REVIEW - MORTAL KOMBAT II
Lebih dari 600 fatality telah hadir dalam lebih dari tiga dekade perjalanan Mortal Kombat. Beberapa keren, beberapa buruk. Ada sadisme, ada pula kekonyolan. Posibilitas tanpa batas guna menghabisi lawan. Di situlah pesona gim satu ini, yang menjauhkannya dari barisan peniru gagal di luar sana. Tapi Mortal Kombat II entah bagaimana memilih bermain terlalu aman dengan mendesain mayoritas eksekusinya secara generik.
Invasi Shao Kahn (Martyn Ford) terhadap Edenia, yang bertindak selaku pembangun latar belakang tragis bagi Kitana (Adeline Rudolph) kala menyaksikan sang ayah, Raja Jerrod (Desmond Chiam), tewas mengenaskan sementara ibunya, Ratu Sindel (Ana Thu Nguyen), terpaksa berlutut di hadapan si kaisar keji, berhasil jadi momen pembuka yang menjanjikan.
Begitu pun kala (AKHIRNYA!) kita dibawa mengunjungi Johnny Cage (Karl Urban), jagoan laga 90-an yang karirnya telah meredup. Di bawah bimbingan Raiden (Tadanobu Asano), bersama Sonya Blade (Jessica McNamee), Liu Kang (Ludi Lin), Jax (Mehcad Brooks), dan Cole Young (Lewis Tan), Cage terpilih sebagai perwakilan Earthrealm dalam turnamen Mortal Kombat.
Setelahnya, naskah buatan Jeremy Slater nyaris secara total meniadakan alur. Tapi toh ini waktunya turnamen berlangsung pasca upaya licik Shang Tsung (Chin Han) melucuti kekuatan Earthrealm di film pertama. Tiada lagi waktu berbasa-basi, yang turut ditegaskan pada keberanian filmnya menghabisi siapa saja. Tidak satu karakter pun terjamin keselamatannya.
Sayang, cara Simon McQuoid selaku sutradara menangani barisan "pertarungan sampai mati" (yang kebanyakan bergulir singkat demi mengatrol kuantitas setinggi mungkin) terlalu ala kadarnya, tanpa koreografi mumpuni, termasuk ketika masing-masing karakter memamerkan special moves mereka yang akhirnya tidak nampak spesial.

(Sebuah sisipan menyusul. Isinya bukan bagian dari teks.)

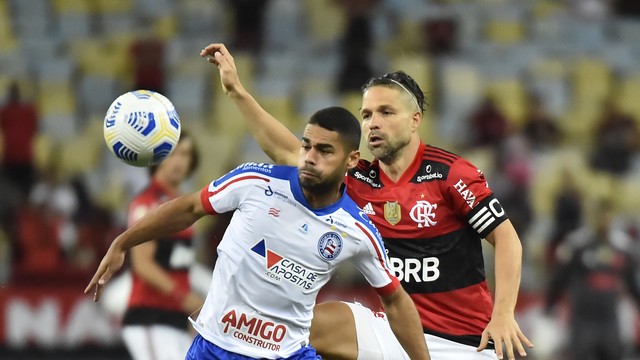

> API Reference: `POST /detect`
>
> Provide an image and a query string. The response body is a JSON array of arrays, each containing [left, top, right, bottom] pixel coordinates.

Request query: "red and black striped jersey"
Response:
[[123, 179, 194, 328], [346, 144, 506, 346]]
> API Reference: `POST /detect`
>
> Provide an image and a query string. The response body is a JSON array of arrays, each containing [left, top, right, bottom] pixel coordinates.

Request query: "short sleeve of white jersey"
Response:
[[200, 163, 273, 214], [353, 222, 400, 295]]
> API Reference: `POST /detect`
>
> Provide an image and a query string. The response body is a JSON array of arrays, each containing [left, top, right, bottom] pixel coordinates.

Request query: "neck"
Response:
[[302, 186, 342, 209], [380, 137, 420, 182]]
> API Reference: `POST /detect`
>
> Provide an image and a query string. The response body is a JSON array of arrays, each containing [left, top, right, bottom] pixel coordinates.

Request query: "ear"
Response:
[[347, 150, 360, 169], [411, 111, 422, 132]]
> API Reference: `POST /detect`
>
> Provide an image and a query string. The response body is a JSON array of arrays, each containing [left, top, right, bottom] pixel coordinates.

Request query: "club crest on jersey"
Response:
[[318, 231, 342, 260], [384, 201, 402, 226], [409, 200, 438, 228]]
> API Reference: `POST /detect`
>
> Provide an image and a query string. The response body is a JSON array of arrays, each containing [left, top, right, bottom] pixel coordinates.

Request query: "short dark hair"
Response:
[[362, 70, 427, 113], [308, 106, 360, 151], [149, 129, 200, 177]]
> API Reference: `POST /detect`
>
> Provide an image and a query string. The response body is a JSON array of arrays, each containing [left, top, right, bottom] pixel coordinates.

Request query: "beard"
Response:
[[298, 166, 344, 195], [367, 137, 409, 164]]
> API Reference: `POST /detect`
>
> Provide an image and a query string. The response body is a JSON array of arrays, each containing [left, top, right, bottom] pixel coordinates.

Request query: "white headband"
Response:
[[387, 78, 422, 111]]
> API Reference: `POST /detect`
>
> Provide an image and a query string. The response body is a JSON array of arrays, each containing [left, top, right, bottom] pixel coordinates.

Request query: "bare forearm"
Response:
[[229, 87, 300, 165], [113, 195, 204, 251], [383, 290, 430, 360], [133, 261, 175, 294], [493, 222, 522, 315]]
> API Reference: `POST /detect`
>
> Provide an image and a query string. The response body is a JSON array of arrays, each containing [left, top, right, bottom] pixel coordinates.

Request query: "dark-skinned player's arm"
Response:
[[380, 286, 431, 360], [200, 44, 300, 166], [84, 191, 208, 301]]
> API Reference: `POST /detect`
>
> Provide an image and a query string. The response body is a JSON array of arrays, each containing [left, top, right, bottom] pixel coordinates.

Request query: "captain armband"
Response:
[[467, 194, 507, 238]]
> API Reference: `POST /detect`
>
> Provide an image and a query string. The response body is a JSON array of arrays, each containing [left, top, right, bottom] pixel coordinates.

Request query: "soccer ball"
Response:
[[103, 90, 180, 166]]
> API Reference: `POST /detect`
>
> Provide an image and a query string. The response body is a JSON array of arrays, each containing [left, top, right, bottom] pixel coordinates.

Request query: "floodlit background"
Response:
[[0, 0, 640, 359]]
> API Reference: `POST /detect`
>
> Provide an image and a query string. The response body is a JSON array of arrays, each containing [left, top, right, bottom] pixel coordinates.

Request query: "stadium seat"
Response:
[[571, 58, 611, 102], [390, 53, 434, 95], [613, 174, 640, 216], [304, 0, 346, 44], [77, 75, 120, 115], [60, 132, 103, 179], [558, 103, 599, 150], [38, 82, 76, 115], [485, 19, 524, 45], [487, 79, 527, 128], [613, 74, 640, 122], [340, 91, 362, 119], [93, 0, 133, 16], [33, 131, 55, 171], [0, 1, 17, 54]]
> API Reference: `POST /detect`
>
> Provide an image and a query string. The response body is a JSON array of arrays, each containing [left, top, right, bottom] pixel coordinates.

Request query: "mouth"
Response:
[[300, 170, 318, 178], [368, 135, 384, 147]]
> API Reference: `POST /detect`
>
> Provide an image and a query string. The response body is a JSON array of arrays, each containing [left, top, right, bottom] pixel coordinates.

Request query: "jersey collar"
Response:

Kegagalan paling fatal adalah sempitnya ruang eksplorasi terkait fatality. Tentu saya tidak berharap Liu Kang menjatuhkan mesin arkade, Jax mengubah kakinya jadi seukuran raksasa, atau Quan Chi menarik leher lawan hingga memanjang. Masalahnya, kecuali hantaman palu perang Shao Kahn yang luar biasa brutal, serta sayatan over-the-top dari kipas Kitana di klimaks, filmnya gagal mengeksplorasi opsi selain aksi saling tusuk membosankan.
Alhasil ketiadaan plotnya makin terasa. Film pertama setidaknya masih punya konflik lintas generasi antara klan Shirai Ryu dengan Lin Kuei, yang kali ini masih membara saat Hanzo Hasashi / Scorpion (Hiroyuki Sanada) mendapati musuh bebuyutannya, Bi-Han (Joe Taslim), hidup kembali dengan identitas baru: Noob Saibot.
Sedangkan di Mortal Kombat II, tiap perhentian sewaktu aksinya rehat sejenak, terasa begitu hampa nan membosankan. Dua karakter paling menarik, Kitana dan Johnny Cage, terpaksa mendapati proses mereka menemukan kedamaian hidup dipaparkan dengan luar biasa mentah. Usaha filmnya memancing tawa lewat humor verbal murahan buatan Slater pun berakhir hambar.
Tidak ada yang salah dengan performa jajaran pemainnya. Karl Urban diberkahi karisma selaku penghantar one-liner, kendati naskahnya terlalu bergantung pada celetukan yang kaya akan referensi budaya populer namun miskin kreativitas guna membangun penokohan Johnny Cage. Adeline Rudolph pun berhasil menghidupkan figur prajurit tangguh dengan masa lalu tragis yang mudah penonton dukung kejayaannya.
Ditilik dari permukaan, tokoh-tokohnya tampak luar biasa berkat pilihan estetika yang presisi terkait desain mereka. Lihat bagaimana Baraka (CJ Bloomfield) diinterpretasikan. Mortal Kombat II memang punya kulit yang sempurna, tapi lalai mengasah taringnya supaya tidak tumpul.